Hunsberger Sally, Graubard Barry I, Korn Edward L
Biometric Research Branch, National Cancer Institute, Bethesda, MD 20892, U.S.A.
Stat Med. 2008 Apr 15;27(8):1305-24. doi: 10.1002/sim.3011.
Applications frequently involve logistic regression analysis with clustered data where there are few positive outcomes in some of the independent variable categories. For example, an application is given here that analyzes the association of asthma with various demographic variables and risk factors using data from the third National Health and Nutrition Examination Survey, a weighted multi stage cluster sample. Although there are 742 asthma cases in all (out of 18,395 individuals), for one of the categories of one of the independent variables there are only 25 asthma cases (out of 695 individuals). Generalized Wald and score hypothesis tests, which use appropriate cluster-level variance estimators, and a bootstrap hypothesis test have been proposed for testing logistic regression coefficients with cluster samples. When there are few positive outcomes, simulations presented in this paper show that these tests can sometimes have either inflated or very conservative levels. A simulation-based method is proposed for testing logistic regression coefficients with cluster samples when there are few positive outcomes. This testing methodology is shown to compare favorably with the generalized Wald and score tests and the bootstrap hypothesis test in terms of maintaining nominal levels. The proposed method is also useful when testing goodness-of-fit of logistic regression models using deciles-of-risk tables.
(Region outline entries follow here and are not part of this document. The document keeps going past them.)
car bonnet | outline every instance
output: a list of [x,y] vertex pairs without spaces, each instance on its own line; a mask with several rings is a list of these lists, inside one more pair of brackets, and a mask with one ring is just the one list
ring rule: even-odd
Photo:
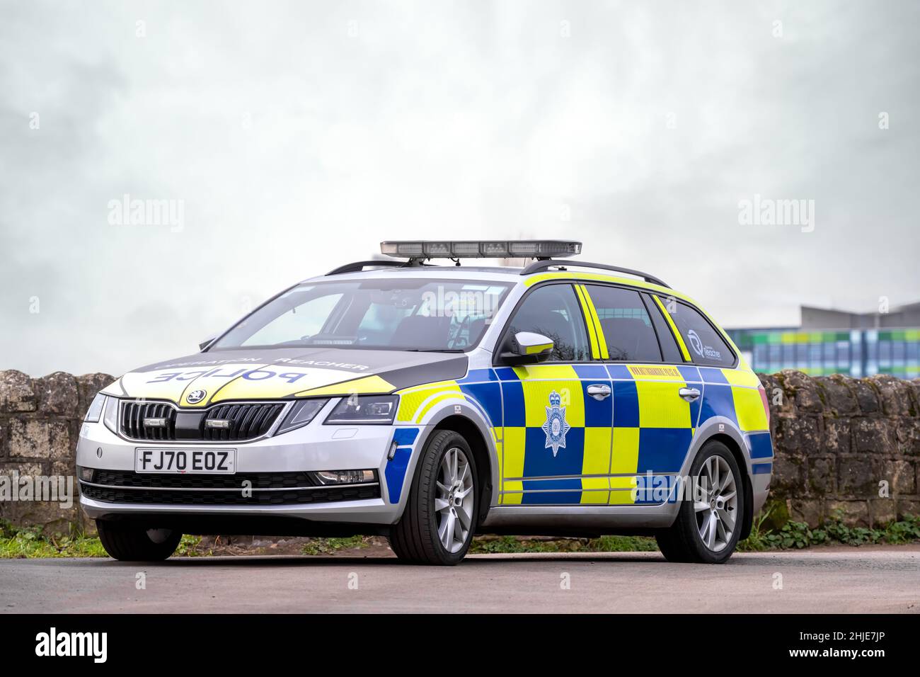
[[142,367],[102,392],[167,400],[183,407],[218,402],[385,393],[461,379],[466,355],[340,348],[196,353]]

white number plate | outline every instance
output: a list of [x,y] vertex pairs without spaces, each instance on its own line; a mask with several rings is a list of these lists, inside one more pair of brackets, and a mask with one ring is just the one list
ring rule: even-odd
[[135,452],[137,473],[233,474],[236,472],[235,449],[138,449]]

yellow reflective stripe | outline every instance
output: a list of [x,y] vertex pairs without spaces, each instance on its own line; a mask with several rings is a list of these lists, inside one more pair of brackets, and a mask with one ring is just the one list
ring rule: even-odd
[[725,379],[733,386],[747,386],[749,388],[760,388],[760,379],[750,369],[722,369]]
[[421,408],[421,411],[420,411],[418,414],[415,414],[415,423],[420,423],[420,421],[424,420],[425,414],[431,410],[431,407],[433,407],[435,404],[443,403],[444,400],[464,400],[464,399],[466,398],[464,397],[463,392],[459,391],[459,389],[457,390],[456,392],[444,392],[440,395],[435,395],[429,401],[427,404],[425,404]]
[[460,386],[455,380],[442,380],[399,391],[399,410],[397,412],[397,420],[414,421],[420,407],[428,398],[442,392],[459,393]]
[[581,304],[581,311],[584,313],[585,324],[588,326],[588,339],[591,341],[591,356],[598,359],[601,356],[601,350],[597,347],[597,330],[594,327],[594,319],[588,307],[588,300],[585,298],[584,289],[581,285],[575,285],[575,294]]
[[[577,265],[577,264],[576,264]],[[640,286],[643,289],[649,289],[653,292],[661,292],[663,294],[670,294],[677,297],[678,298],[684,298],[685,300],[690,300],[690,298],[680,292],[669,289],[666,286],[661,286],[661,285],[654,285],[650,282],[645,282],[644,280],[637,280],[633,277],[618,277],[617,275],[608,275],[603,273],[581,273],[579,271],[566,271],[558,273],[539,273],[534,275],[528,275],[523,281],[526,286],[531,286],[538,282],[546,282],[546,280],[600,280],[602,282],[615,282],[620,285],[629,285],[630,286]]]
[[333,383],[330,386],[321,388],[311,388],[308,391],[301,391],[294,393],[294,397],[306,397],[314,395],[363,395],[378,394],[384,392],[393,392],[395,386],[381,379],[379,376],[365,376],[362,379],[345,380],[341,383]]
[[677,344],[681,346],[681,355],[684,356],[684,361],[690,361],[690,351],[687,350],[686,344],[684,343],[684,337],[681,336],[681,333],[677,331],[677,326],[674,324],[674,321],[671,317],[671,313],[668,312],[664,304],[661,303],[661,299],[658,298],[657,294],[652,294],[651,298],[655,299],[655,303],[658,307],[661,309],[661,314],[664,315],[664,319],[668,321],[668,325],[671,327],[671,333],[674,334],[674,338],[677,339]]
[[588,304],[588,309],[591,311],[592,321],[594,322],[594,333],[597,334],[597,347],[601,352],[601,358],[610,359],[610,353],[607,352],[607,339],[604,335],[604,327],[601,326],[601,319],[597,316],[597,309],[594,307],[594,301],[591,298],[588,287],[584,285],[579,285],[579,286],[581,287],[581,294],[584,296],[584,300]]

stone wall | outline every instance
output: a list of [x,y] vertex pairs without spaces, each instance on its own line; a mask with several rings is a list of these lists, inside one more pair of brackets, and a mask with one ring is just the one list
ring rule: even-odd
[[[107,374],[31,379],[0,371],[0,475],[73,477],[80,420],[112,380]],[[783,371],[761,380],[776,451],[769,524],[793,519],[814,525],[838,510],[862,525],[920,514],[920,379]],[[54,531],[91,526],[75,502],[62,509],[3,500],[0,518]]]
[[776,449],[772,526],[920,514],[920,379],[760,376]]
[[[21,371],[0,371],[0,475],[17,473],[20,480],[66,476],[73,478],[75,494],[80,422],[96,393],[113,380],[108,374],[74,377],[55,371],[32,379]],[[69,508],[60,503],[0,500],[0,519],[63,532],[69,524],[91,526],[75,497]]]

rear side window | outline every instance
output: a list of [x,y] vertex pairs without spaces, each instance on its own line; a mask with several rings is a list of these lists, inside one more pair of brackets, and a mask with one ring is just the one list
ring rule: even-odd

应用场景常常涉及对聚类数据进行逻辑回归分析,其中某些自变量类别中的阳性结果较少。例如,这里给出一个应用案例,它使用第三次全国健康和营养检查调查(一项加权多阶段聚类样本)的数据,分析哮喘与各种人口统计学变量及风险因素之间的关联。尽管总共18395名个体中有742例哮喘病例,但在其中一个自变量的某一类别中,695名个体里只有25例哮喘病例。已有人提出使用适当的聚类水平方差估计量的广义Wald检验和得分假设检验,以及一种自助假设检验,用于对聚类样本的逻辑回归系数进行检验。当阳性结果较少时,本文给出的模拟结果表明,这些检验有时可能会出现检验水平膨胀或非常保守的情况。本文提出了一种基于模拟的方法,用于在阳性结果较少时对聚类样本的逻辑回归系数进行检验。在保持名义水平方面,这种检验方法与广义Wald检验、得分检验以及自助假设检验相比具有优势。当使用风险十分位数表检验逻辑回归模型的拟合优度时,所提出的方法也很有用。